Cofer confronts cultural legacy and a woman’s desire “to be released from rituals” in her poetic dialectic of survival. Cultural icons, customs and rites of passage take root in an imagery that is tropical and piercing.
“Terms of Survival takes readers on an imagistic safari through the lush jungle of life…a slim volume that is sure to grab the reader’s interest from the first page to the last.”–The Athens Observer
JUDITH ORTIZ COFER, a poet, novelist, and essayist, is the author of numerous award winning books, including An Island Like You: Stories of the Barrio (Orchid Books 1995, Penguin, 1997), recipient of the 1995 Pura Belpré Award, the ALA Best Books for Young Adults and the Horn Book/Fanfare Best Book of the Year List.

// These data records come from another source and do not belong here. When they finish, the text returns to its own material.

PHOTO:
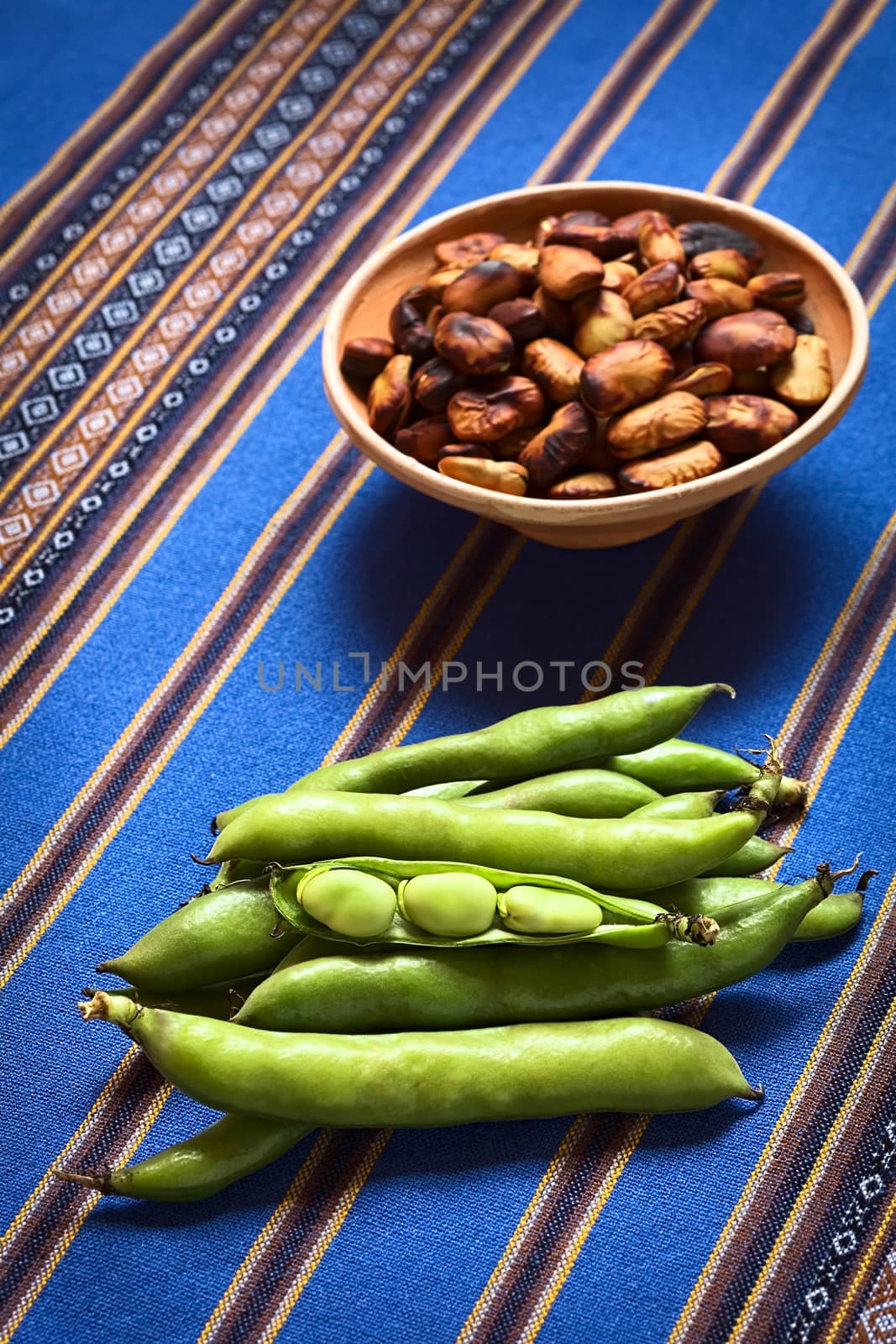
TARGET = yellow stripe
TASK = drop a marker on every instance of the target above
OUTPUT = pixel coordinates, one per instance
(128, 82)
(817, 1173)
(806, 109)
(97, 464)
(862, 1273)
(629, 108)
(839, 1011)
(761, 116)
(558, 152)
(318, 1155)
(130, 192)
(215, 242)
(186, 441)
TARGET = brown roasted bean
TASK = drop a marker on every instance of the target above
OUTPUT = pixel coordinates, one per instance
(492, 410)
(617, 275)
(425, 440)
(474, 344)
(586, 486)
(746, 340)
(721, 264)
(627, 226)
(703, 381)
(678, 467)
(389, 401)
(669, 420)
(700, 235)
(559, 447)
(465, 252)
(653, 288)
(521, 319)
(481, 450)
(569, 272)
(436, 383)
(523, 257)
(365, 356)
(779, 289)
(504, 477)
(481, 286)
(673, 324)
(625, 375)
(558, 316)
(658, 242)
(553, 367)
(805, 378)
(720, 297)
(743, 425)
(602, 319)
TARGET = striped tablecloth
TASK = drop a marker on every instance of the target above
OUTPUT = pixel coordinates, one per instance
(179, 517)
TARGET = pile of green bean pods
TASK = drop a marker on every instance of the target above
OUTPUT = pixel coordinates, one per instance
(473, 927)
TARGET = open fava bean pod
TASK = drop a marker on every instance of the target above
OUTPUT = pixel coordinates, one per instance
(430, 904)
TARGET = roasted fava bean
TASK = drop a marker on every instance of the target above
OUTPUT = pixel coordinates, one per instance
(474, 344)
(743, 425)
(521, 319)
(658, 242)
(700, 235)
(558, 316)
(604, 319)
(389, 402)
(504, 477)
(746, 340)
(673, 324)
(481, 286)
(425, 438)
(669, 420)
(721, 264)
(436, 383)
(720, 297)
(492, 410)
(678, 467)
(559, 447)
(703, 381)
(618, 275)
(523, 257)
(569, 272)
(555, 369)
(782, 289)
(805, 378)
(365, 356)
(653, 288)
(625, 375)
(468, 250)
(586, 486)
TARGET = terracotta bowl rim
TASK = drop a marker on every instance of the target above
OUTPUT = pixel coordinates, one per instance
(694, 495)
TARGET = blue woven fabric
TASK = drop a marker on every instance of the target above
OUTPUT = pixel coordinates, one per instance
(398, 1240)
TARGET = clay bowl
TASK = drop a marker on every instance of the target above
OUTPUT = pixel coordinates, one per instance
(364, 304)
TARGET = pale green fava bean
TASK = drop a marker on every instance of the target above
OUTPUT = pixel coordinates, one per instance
(535, 911)
(423, 1079)
(358, 905)
(454, 905)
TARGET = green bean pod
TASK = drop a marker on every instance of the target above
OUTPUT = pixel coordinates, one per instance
(419, 1079)
(640, 924)
(199, 1167)
(389, 990)
(214, 938)
(616, 853)
(755, 855)
(528, 743)
(678, 766)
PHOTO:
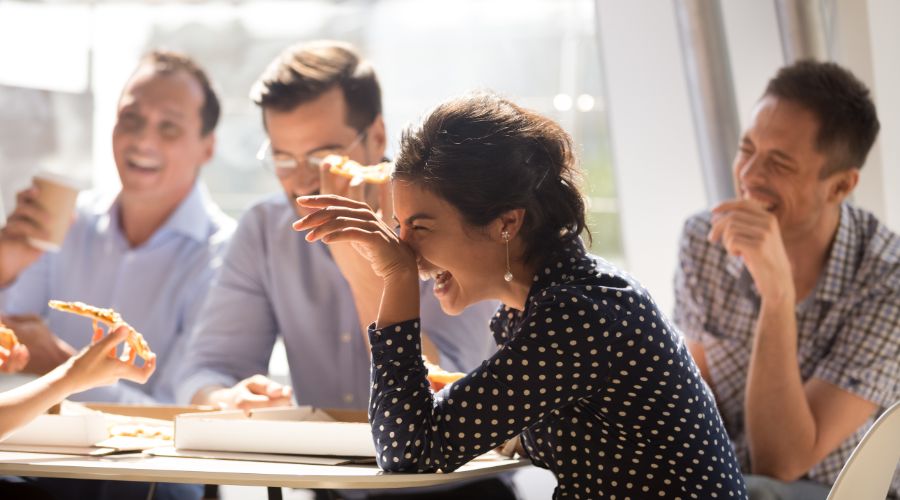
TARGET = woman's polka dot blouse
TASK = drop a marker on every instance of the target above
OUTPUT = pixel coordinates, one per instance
(593, 376)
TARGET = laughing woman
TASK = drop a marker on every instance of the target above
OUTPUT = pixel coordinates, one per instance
(589, 371)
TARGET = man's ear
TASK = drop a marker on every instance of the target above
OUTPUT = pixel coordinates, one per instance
(842, 184)
(376, 139)
(209, 147)
(510, 221)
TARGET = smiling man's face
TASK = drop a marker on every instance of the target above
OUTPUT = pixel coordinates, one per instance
(158, 144)
(778, 164)
(311, 128)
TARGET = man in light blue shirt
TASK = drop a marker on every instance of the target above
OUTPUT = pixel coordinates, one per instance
(317, 99)
(150, 252)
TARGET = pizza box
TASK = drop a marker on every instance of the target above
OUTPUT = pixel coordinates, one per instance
(90, 425)
(301, 430)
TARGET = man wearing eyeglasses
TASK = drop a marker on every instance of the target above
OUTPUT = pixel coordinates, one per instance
(317, 99)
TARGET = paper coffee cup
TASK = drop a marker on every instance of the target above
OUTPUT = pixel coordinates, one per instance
(57, 194)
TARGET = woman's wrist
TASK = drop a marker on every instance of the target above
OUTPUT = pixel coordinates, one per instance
(400, 298)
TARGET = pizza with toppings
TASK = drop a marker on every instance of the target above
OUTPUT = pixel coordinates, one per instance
(8, 338)
(440, 378)
(135, 343)
(345, 167)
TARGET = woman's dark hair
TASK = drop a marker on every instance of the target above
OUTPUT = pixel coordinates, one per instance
(485, 155)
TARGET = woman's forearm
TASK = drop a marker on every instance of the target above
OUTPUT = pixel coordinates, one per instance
(22, 404)
(400, 299)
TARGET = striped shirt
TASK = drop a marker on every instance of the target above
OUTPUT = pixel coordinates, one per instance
(848, 328)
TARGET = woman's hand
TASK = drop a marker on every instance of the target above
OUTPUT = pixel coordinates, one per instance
(343, 220)
(93, 366)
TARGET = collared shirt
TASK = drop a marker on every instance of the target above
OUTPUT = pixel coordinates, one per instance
(848, 328)
(275, 283)
(599, 384)
(157, 287)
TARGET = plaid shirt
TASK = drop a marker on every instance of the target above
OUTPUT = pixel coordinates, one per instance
(848, 328)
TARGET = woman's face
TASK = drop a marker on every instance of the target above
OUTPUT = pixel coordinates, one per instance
(467, 263)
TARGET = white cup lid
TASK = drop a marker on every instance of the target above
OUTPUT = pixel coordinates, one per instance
(68, 181)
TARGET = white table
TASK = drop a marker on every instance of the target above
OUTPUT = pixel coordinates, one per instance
(136, 467)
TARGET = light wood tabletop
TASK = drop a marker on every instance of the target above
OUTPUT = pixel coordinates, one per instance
(138, 467)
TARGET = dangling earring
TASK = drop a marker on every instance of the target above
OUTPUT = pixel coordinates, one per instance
(508, 275)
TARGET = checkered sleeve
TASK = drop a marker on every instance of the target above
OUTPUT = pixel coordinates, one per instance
(689, 309)
(865, 357)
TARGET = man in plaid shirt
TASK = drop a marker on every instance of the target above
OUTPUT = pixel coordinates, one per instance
(788, 297)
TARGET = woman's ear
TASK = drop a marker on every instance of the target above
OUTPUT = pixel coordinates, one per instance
(511, 222)
(843, 184)
(376, 140)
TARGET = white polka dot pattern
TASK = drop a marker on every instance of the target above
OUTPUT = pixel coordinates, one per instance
(591, 374)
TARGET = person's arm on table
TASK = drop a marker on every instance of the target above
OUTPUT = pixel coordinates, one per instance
(28, 220)
(791, 424)
(46, 350)
(233, 336)
(689, 311)
(92, 367)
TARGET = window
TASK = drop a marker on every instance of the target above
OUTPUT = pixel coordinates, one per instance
(541, 53)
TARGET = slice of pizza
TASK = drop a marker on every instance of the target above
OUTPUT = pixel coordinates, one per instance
(8, 338)
(136, 343)
(440, 378)
(372, 174)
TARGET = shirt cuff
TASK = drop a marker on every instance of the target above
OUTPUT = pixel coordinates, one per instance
(396, 343)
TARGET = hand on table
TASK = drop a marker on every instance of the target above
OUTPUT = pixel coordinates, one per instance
(257, 391)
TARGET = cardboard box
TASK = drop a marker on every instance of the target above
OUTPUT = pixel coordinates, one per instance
(61, 430)
(89, 425)
(300, 430)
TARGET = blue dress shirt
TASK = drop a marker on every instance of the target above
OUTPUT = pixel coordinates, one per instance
(158, 287)
(273, 282)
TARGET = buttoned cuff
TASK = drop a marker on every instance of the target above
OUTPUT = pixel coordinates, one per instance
(397, 343)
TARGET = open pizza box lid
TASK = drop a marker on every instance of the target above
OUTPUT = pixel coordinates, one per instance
(90, 429)
(302, 430)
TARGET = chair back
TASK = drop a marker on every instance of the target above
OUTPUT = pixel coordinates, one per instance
(870, 468)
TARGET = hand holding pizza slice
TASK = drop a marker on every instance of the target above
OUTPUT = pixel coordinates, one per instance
(135, 343)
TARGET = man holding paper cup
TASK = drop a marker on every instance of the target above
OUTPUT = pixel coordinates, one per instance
(149, 251)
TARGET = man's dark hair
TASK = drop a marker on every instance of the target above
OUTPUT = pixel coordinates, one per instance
(169, 62)
(304, 72)
(848, 122)
(485, 156)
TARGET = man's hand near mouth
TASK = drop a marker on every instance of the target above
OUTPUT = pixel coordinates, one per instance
(748, 230)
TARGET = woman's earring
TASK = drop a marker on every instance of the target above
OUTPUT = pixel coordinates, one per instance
(508, 275)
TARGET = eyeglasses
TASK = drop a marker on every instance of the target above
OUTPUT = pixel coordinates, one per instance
(284, 165)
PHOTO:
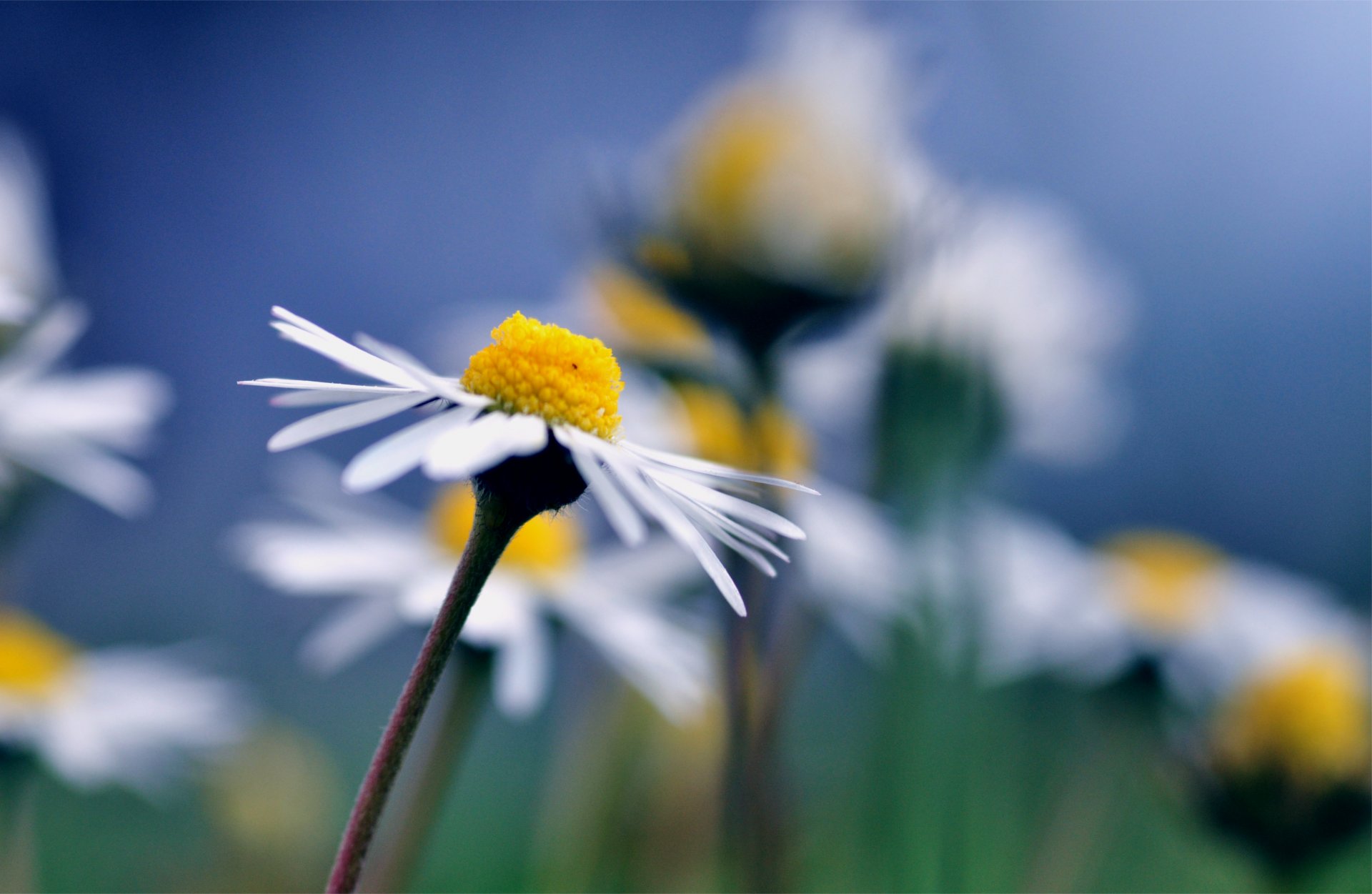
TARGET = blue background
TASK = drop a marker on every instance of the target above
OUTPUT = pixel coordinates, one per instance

Silent Dancing: A Partial Remembrance of a Puerto Rican Childhood (Arte Público Press 1991) received a PEN citation, the Martha Albrand Award for non-fiction, and a Pushcart Prize for the essay “More Room.” She is the recipient of the 1999 Paterson Prize for Books for Young People for The Year of Our Revolution. Most recently, she has published a bilingual book for children, ¡A bailar! / Let’s Dance! (Piñata Books, 2011); Animal Jamboree: Latino Folktales /La fiesta de los animals: leyendas latinas (Piñata Books, 2012), a bilingual collection of Puerto Rican folktales for middle readers, and The Poet Upstairs (Piñata Books, 2012), an inspiring picture book that demonstrates how poetry can change the world. She was a long-time professor of English and Creative Writing at the University of Georgia before her death in 2016.